Measuring the performance of infrastructure is a critical task, and this is where SPEC, an industry consortium comes along. Standard Performance Evaluation Corporation i.e. SPEC creates benchmarks based on real-world workloads, from professional / commercial graphics in SPEC Viewperf 12 to infrastructure benchmarks such as SPEC Cloud IaaS 2016.
According to the bechmark description, the “SPEC Cloud IaaS 2016 benchmark measures scalability, elasticity and provisioning capabilities of IaaS cloud implementations, both public and private. Cloud providers, users of cloud services, and hardware, software and management platform vendors can use the benchmark to evaluate how different implementations affect cloud performance.”
Translated into plain English, the benchmark is split into two workloads: first workload is based on Yahoo! Cloud Serving Benchmark (YCSB), using Cassandra NoSQL database, while the second workload is perhaps the most interesting one. Big Data analytics based on K-Means clustering workload using Hadoop. Both workloads stress the compute aspects, network, storage (DAS/NAS) as well as API performance inside an IaaS cloud.
“The rapidly growing market calls for a benchmark that can be used to perform meaningful, repeatable and comparable measurement of cloud performance as seen by a consumer,” says Salman A. Baset, chair of SPEC’s cloud subcommittee. “The benchmark is developed by a SPEC consortium, which means that it benefits from a wide range of input and doesn’t favor one vendor’s interests over another’s.”
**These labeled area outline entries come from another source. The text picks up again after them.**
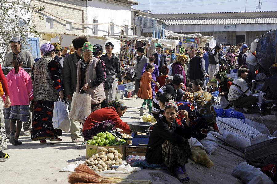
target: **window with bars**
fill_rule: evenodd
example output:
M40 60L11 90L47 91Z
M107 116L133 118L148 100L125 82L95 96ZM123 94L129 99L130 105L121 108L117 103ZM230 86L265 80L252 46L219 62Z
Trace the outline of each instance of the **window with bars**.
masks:
M213 36L215 38L216 44L226 43L226 31L215 31L214 32Z

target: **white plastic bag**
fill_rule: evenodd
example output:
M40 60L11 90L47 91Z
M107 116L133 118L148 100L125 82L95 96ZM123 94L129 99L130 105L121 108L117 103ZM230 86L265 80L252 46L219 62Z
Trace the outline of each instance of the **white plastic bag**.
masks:
M53 127L68 133L70 128L70 120L68 118L69 113L68 106L59 97L58 102L54 102L52 118Z
M259 41L259 39L255 39L253 41L251 42L251 46L250 47L250 51L253 53L255 52L257 49L257 46L258 45L258 42Z
M256 59L256 57L250 52L249 52L247 54L247 57L245 58L246 62L248 65L251 65L253 66L256 66L257 65L257 60Z
M228 101L226 99L225 97L223 96L219 95L217 96L216 101L220 105L222 106L223 109L225 109L230 104L230 103L228 102Z
M242 151L245 147L250 146L246 140L235 134L229 132L224 129L223 131L223 140L233 147Z
M253 181L252 180L259 176L259 180L261 181L259 183L273 184L274 183L265 174L261 171L261 169L255 168L252 166L247 164L246 162L240 163L234 168L233 170L233 175L240 179L243 183L251 183Z
M251 142L251 145L258 144L269 140L269 139L267 137L267 136L266 134L259 134L257 137L254 137L253 134L251 134L250 136L250 142Z
M80 91L80 92L81 91ZM74 92L68 118L83 123L85 118L90 114L91 100L90 95L86 93Z
M211 134L208 133L207 137L199 142L205 147L205 151L209 155L211 155L217 149L217 141Z

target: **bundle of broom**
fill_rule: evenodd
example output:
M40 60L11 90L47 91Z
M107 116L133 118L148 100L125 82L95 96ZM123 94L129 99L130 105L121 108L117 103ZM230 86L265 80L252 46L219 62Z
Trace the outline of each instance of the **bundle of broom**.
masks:
M119 178L101 176L84 164L80 164L75 168L75 172L68 176L70 184L96 184L98 183L151 184L151 181L134 180Z

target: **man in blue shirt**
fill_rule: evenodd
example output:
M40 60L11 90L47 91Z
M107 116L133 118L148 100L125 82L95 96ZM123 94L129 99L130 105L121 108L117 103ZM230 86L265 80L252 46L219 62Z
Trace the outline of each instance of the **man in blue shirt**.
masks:
M205 70L206 70L206 72L208 74L209 74L209 53L208 52L210 50L208 46L205 46L205 50L207 52L203 55L203 58L204 58L204 60L205 60ZM207 84L209 82L209 78L206 78L206 83Z

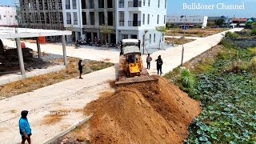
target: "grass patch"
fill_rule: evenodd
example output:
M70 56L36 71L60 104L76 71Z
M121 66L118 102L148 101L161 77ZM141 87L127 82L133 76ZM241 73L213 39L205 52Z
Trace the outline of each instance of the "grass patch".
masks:
M66 70L3 85L0 87L0 97L10 98L76 78L79 74L78 70L78 58L69 58L69 64ZM58 62L63 63L62 60L59 60ZM85 64L83 74L114 66L114 64L110 62L96 61L85 61L83 64Z
M201 29L201 28L192 28L185 30L186 37L208 37L215 34L218 34L230 29L225 28L208 28L208 29ZM180 28L173 28L167 30L166 35L174 35L174 36L183 36L183 30Z

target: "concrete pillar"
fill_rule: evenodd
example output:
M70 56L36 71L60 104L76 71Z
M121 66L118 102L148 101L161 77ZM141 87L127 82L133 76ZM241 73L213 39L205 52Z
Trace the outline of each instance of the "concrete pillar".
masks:
M16 47L17 47L17 50L18 50L19 67L21 69L22 75L24 76L25 75L25 66L24 66L22 50L22 46L21 46L21 39L20 39L20 38L15 38L15 41L16 41Z
M66 66L67 66L65 35L62 35L62 50L63 50L64 65L65 65Z
M41 47L40 47L40 41L39 37L37 38L37 46L38 46L38 58L41 58Z

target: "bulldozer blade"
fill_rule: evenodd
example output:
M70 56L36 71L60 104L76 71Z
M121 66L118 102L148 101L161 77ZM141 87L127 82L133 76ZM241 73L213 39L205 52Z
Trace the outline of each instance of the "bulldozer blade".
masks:
M157 82L158 80L158 78L151 78L148 76L140 76L134 78L126 78L123 81L116 82L116 85L122 85L122 84L132 84L132 83L140 83L146 82Z

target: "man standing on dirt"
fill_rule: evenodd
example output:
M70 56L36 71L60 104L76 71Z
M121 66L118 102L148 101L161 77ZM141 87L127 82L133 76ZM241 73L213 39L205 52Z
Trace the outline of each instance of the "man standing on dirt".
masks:
M150 57L150 54L148 54L146 57L146 69L150 69L150 62L152 61L152 58Z
M80 79L82 79L82 66L84 66L85 65L82 65L82 60L79 60L79 62L78 62L78 70L80 72L80 76L79 76L79 78Z
M162 59L161 58L161 55L158 56L158 58L155 60L157 62L157 70L158 70L158 74L159 75L159 71L160 71L160 75L162 74Z
M26 110L22 111L22 118L19 119L18 126L19 126L19 133L22 135L22 144L25 144L26 140L31 144L30 136L31 134L31 128L30 123L26 118L27 114L29 112Z

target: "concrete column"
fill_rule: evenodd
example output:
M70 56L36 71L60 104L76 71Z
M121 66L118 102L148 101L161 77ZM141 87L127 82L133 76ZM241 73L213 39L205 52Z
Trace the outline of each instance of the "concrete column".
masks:
M40 47L40 41L39 37L37 38L37 46L38 46L38 58L41 58L41 47Z
M21 39L20 39L20 38L17 38L15 39L15 41L16 41L16 47L17 47L17 50L18 50L19 67L21 69L22 75L24 76L25 75L25 66L24 66L22 50L22 46L21 46Z
M64 65L65 65L66 66L67 66L65 35L62 35L62 50L63 50Z

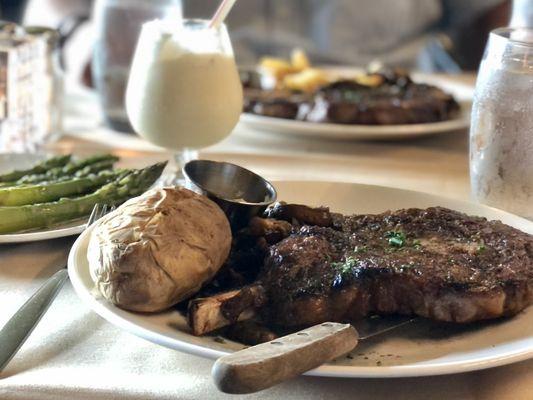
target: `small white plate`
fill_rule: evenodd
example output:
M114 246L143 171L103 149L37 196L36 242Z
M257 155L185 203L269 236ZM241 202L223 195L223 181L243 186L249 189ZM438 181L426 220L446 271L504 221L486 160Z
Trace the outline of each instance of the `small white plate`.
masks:
M279 199L328 205L334 211L379 213L408 207L443 206L471 215L498 219L533 234L533 222L490 207L419 192L348 183L276 182ZM76 293L112 324L146 340L215 359L242 349L242 344L190 334L183 315L175 310L138 314L121 310L94 291L87 245L91 229L74 244L68 271ZM351 358L342 357L311 372L335 377L406 377L452 374L495 367L533 357L533 307L499 322L454 326L421 322L362 342Z
M0 174L14 169L29 168L44 158L46 158L45 154L2 153L0 154ZM0 243L35 242L37 240L48 240L78 235L85 229L85 222L86 219L78 219L59 224L53 228L38 229L23 233L4 234L0 235Z

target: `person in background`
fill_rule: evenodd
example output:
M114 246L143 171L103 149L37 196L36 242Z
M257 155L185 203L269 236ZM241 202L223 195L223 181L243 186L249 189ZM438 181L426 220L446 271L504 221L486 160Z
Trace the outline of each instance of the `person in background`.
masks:
M187 16L218 1L184 2ZM300 47L317 63L385 64L427 72L475 70L490 30L509 21L505 0L245 0L228 27L238 62Z
M3 0L5 1L5 0ZM208 18L219 0L183 0L186 17ZM488 32L509 21L509 0L241 0L228 18L236 59L287 57L304 49L314 63L366 66L381 61L426 72L475 70ZM30 0L26 22L90 15L91 0ZM48 21L54 20L48 18ZM90 29L67 47L70 74L85 71ZM76 44L77 43L77 44ZM83 44L83 45L80 45ZM80 56L79 53L83 52ZM75 66L72 66L72 65ZM87 82L88 83L88 82Z

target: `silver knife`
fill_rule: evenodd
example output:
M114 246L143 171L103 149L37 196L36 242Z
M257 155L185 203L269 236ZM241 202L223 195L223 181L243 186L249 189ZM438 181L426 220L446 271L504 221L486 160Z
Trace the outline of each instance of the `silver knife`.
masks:
M220 357L211 370L217 388L245 394L267 389L352 351L359 341L417 320L371 317L354 325L324 322Z

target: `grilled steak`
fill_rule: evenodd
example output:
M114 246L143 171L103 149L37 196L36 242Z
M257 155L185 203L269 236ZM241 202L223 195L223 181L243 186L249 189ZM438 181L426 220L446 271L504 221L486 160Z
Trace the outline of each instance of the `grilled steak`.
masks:
M270 247L266 321L309 326L371 313L470 322L533 302L533 238L445 208L335 216Z
M444 121L457 116L459 105L448 93L413 82L409 75L385 70L369 75L374 86L340 80L304 94L262 90L243 82L244 111L268 117L337 124L397 125Z

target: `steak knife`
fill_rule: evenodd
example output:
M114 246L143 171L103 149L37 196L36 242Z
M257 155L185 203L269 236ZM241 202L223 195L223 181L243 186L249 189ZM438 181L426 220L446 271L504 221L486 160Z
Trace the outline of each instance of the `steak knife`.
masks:
M359 341L389 332L415 317L376 317L351 324L324 322L287 336L220 357L211 370L224 393L267 389L353 350Z

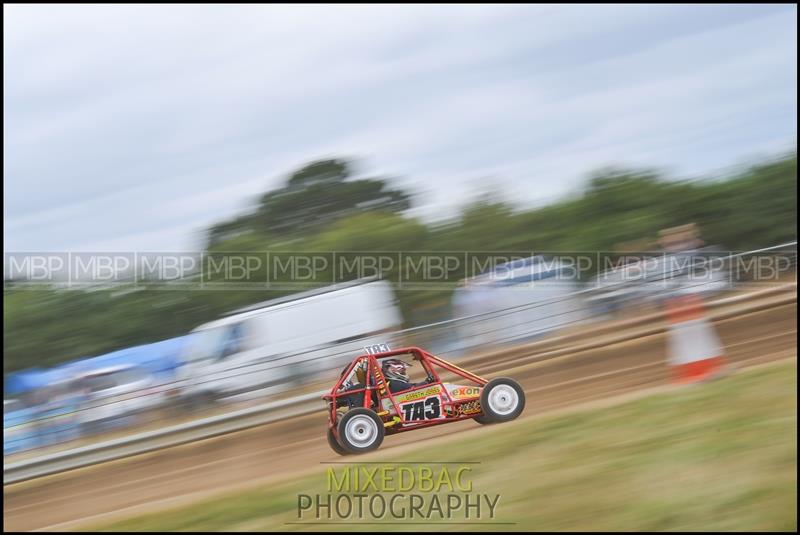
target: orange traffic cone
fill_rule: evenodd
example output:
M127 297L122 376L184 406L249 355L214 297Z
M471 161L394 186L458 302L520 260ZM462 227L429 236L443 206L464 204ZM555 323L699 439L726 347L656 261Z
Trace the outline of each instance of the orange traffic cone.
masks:
M705 317L701 299L687 295L668 299L668 360L673 381L696 383L719 375L725 368L722 343Z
The benchmark was created in a collaboration between members of the Cloud Computing consortium inside the SPEC organization and additional contributors. Benchmark developer Yun-seng Chao worked on the IaaS 2016 benchmark and integrated contributions from Amazon, AMD, Dell, Digital Ocean, Google, IBM, Intel, Lenovo, Oracle, Red Hat and VMware. Initial results are available at the official SPEC Cloud IaaS 2016 benchmark website. The benchmark itself is available for immediate purchase at the price of $2,000, while Educational and non-profit institutions can apply for a substantially discounted license.